Ukraine says it has pushed Russian forces back up to 5 miles from the banks of Dnipro river

Ukraine said it had pushed Russian forces back three to eight kilometers, or around 3 to 5 miles, from the banks of the Dnipro river, which, if confirmed, would be a major breakthrough in Ukraine's lagging counteroffensive.

Ukrainian and Russian forces have been positioned on opposite sides of the river in Kherson after Russia retreated from the region's western part last year.

In recent weeks, Ukraine said it had crossed the river and gained "a foothold on several bridgeheads" on the eastern, or left bank, which Russian forces hold. Armored vehicles were reported to have crossed the river for the first time.

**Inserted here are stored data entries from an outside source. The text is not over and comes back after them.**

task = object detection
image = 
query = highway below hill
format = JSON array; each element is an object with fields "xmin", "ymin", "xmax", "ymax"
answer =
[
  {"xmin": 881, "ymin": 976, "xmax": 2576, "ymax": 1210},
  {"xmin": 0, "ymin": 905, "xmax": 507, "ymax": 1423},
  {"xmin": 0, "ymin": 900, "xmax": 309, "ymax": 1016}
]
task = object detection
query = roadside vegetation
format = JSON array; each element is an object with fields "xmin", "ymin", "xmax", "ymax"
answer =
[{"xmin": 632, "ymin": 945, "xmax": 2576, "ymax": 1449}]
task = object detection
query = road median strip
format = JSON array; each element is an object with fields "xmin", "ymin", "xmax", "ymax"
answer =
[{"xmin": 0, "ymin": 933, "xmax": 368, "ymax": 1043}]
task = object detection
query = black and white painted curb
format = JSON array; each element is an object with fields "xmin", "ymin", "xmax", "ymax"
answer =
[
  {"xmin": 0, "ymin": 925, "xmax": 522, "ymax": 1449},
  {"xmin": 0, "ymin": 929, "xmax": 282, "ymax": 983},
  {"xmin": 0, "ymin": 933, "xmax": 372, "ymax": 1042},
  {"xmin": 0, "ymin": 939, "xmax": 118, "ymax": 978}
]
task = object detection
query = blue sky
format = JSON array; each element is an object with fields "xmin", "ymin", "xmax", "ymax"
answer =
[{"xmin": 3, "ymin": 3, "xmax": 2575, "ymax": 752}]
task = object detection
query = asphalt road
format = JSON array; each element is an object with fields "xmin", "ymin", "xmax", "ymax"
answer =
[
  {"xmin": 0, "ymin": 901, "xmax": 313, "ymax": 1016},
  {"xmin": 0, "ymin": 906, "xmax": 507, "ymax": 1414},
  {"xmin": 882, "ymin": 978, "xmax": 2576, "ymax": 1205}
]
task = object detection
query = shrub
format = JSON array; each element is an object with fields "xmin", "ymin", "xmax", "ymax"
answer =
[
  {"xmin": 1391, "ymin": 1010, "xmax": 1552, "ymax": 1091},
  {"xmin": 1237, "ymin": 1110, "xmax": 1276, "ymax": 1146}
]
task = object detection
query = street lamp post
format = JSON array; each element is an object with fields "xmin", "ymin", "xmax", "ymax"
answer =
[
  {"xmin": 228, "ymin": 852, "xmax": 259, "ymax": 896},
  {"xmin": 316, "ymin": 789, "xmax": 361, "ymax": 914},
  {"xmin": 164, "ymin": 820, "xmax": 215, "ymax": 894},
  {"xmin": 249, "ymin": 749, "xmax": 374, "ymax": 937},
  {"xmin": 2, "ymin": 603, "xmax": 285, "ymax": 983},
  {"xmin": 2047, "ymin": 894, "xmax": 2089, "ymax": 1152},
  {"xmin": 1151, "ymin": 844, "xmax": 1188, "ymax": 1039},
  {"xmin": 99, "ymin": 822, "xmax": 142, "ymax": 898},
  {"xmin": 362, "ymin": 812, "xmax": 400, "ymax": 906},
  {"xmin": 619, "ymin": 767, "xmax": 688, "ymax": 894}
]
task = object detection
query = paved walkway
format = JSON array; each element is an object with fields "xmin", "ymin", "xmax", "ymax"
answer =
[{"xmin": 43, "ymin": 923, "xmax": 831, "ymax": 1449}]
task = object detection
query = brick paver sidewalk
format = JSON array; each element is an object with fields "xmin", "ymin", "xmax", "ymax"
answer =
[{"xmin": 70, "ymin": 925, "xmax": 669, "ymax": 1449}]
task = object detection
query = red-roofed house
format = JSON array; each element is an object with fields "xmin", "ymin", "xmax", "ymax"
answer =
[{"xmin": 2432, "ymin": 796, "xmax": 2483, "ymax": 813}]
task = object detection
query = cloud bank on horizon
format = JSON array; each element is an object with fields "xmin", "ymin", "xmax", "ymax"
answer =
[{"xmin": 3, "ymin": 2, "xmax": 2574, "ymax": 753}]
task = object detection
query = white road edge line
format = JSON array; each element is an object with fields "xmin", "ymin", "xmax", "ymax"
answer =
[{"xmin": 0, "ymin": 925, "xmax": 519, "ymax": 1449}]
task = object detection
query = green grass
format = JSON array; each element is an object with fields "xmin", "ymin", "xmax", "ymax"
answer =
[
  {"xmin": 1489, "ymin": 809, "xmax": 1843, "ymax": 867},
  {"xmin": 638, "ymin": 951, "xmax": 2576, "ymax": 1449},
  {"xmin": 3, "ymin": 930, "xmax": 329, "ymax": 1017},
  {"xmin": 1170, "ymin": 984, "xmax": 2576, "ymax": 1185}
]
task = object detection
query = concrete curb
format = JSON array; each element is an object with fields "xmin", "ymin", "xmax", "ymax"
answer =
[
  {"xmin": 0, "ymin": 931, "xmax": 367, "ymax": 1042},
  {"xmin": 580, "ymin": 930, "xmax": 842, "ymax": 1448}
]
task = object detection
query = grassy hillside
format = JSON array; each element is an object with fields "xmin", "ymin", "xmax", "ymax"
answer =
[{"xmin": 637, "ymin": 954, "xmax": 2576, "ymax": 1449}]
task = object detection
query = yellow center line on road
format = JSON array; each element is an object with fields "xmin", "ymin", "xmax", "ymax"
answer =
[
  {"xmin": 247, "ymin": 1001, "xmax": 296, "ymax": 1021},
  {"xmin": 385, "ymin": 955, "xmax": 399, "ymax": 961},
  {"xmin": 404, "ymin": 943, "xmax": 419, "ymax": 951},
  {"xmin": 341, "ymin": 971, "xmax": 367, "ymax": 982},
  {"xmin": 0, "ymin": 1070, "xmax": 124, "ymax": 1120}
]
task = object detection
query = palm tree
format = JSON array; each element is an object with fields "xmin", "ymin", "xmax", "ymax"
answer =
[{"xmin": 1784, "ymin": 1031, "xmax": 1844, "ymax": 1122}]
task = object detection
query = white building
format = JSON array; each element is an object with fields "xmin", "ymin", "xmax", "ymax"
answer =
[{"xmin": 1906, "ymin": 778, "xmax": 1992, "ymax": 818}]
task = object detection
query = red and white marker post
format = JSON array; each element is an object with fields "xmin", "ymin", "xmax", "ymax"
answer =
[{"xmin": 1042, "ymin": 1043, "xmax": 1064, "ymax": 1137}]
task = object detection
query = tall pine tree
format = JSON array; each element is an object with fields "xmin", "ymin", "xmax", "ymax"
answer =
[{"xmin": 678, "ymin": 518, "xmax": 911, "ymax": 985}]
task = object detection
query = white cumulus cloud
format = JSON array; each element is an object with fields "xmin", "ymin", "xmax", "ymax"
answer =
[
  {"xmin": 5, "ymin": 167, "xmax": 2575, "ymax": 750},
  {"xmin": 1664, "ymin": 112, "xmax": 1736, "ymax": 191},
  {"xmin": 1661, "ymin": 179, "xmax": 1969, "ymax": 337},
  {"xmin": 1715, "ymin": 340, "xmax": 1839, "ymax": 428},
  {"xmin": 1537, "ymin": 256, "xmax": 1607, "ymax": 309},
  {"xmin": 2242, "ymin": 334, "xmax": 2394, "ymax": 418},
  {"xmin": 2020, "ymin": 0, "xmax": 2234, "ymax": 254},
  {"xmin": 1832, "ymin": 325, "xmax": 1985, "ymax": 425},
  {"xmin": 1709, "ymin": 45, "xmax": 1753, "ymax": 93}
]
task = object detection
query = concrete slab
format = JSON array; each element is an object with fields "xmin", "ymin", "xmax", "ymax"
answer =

"Preliminary figures vary from three to eight kilometers, depending on the specifics, geography, and landscape design of the left bank," army spokeswoman Natalia Gumenyuk told Ukrainian television, AFP reported on Sunday.

She said that fighting was continuing, with "several tens of thousands" of Russian troops still in the area, who were continuing to fire artillery.

"We have a lot of work to do," Gumenyuk said.

Russia's defense ministry initially denied that Ukraine had made gains, but the Moscow-installed head of occupied Kherson, Vladimir Saldo, conceded this week that there were small groups of Ukrainian soldiers along the eastern bank. He promised a "fiery hell" of artillery in response, Reuters reported.

Ukraine's long-anticipated counteroffensive to take back Russian-occupied territory, which began in June, has so far failed to make any significant breakthroughs.

Military expert Oleksandr Kovalenko told media outlet RBK Ukraine that Ukraine's growing hold on the eastern bank "significantly reduces the mobility and capability of the Russian occupiers," per Reuters

While progress on the bank of the Dnipro was positive for Ukraine, its soldiers might struggle to maintain momentum against stiff Russian defenses.

Ukrainian troops told The Wall Street Journal that they were outnumbered 10 to one and were hunkered down in trenches and basements while hiding from Russian strikes.

"We need to be realistic about what can be achieved here," Franz-Stefan Gady, a military analyst who recently visited the front lines in Ukraine, told the WSJ.

"The terrain is extremely difficult, making it not only a challenge to steadily resupply forces but also generate the necessary momentum to conduct sustained offensive operations."